To come back to this issue of character, it’s the strong suit of the current SmackDown Women’s Champion Carmella – as it is for long-time Raw and SmackDown champion Alexa Bliss – and is clearly highly prized. For both of those women, it’s what propelled them to the top of their division irrespective of questions over the kind of matches they could put on when they got there. Spectacle tends to matter more than content in WWE’s brand of sports entertainment, and Women’s Championship scenes are tending to tick that box first and worry about others later. The entertaining character. The freak of nature. The UFC star. There isn’t always enough oxygen remaining, as we’ve seen with Sasha Banks and Bayley on Raw, to be administered to nice stories of character.

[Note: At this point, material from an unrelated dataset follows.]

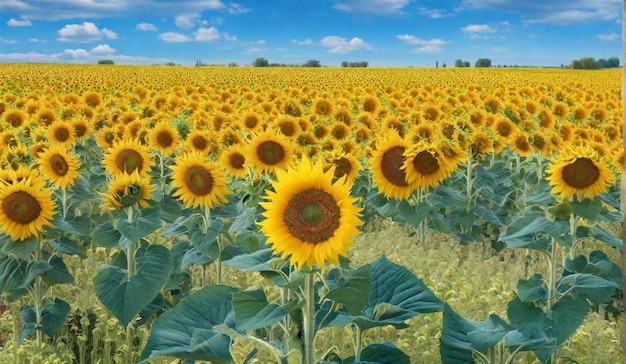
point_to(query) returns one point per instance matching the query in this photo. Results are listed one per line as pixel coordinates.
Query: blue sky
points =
(386, 33)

Becky Lynch is creative, humorous, very popular and technically excellent in the ring – but that isn’t always enough. Carmella has so far played her role as champion very well and she remains the focus of the championship feud of this pay-per-view cycle; notice how through backstage promos and sitting in on commentary, it is her who dictates the narrative and the story so far is built upon that perspective and whether Asuka can shatter it. Whoever comes out of that program with the championship, Lynch is another woman currently sitting on the outside looking in. Some big wins in the near future could indeed be crucial if she’s going to return to the focus of storylines any time soon.
Also This Week
A relatively quiet week elsewhere on WWE television in terms of what’s been announced in advance. NXT (Wednesday) has Kairi Sane vs Lacey Evans and Danny Burch vs Roderick Strong. 205 Live (Tuesday) has nothing announced at the time of writing, but with the Money in the Bank card already pretty full and Cedric Alexander successfully seeing off Buddy Murphy, it’ll be interesting to see how the cruiserweight show begins to schedule its next programs.
Three Burning Questions
Some of this week’s most pressing but least publicized talking points. Throw down your answers in the comments section as usual!
- Who are you picking to win tonight’s tag team battle royal?
- Who do you think will win Charlotte and Becky’s match on Tuesday?
- What match at Money in the Bank are you most looking forward to at this point?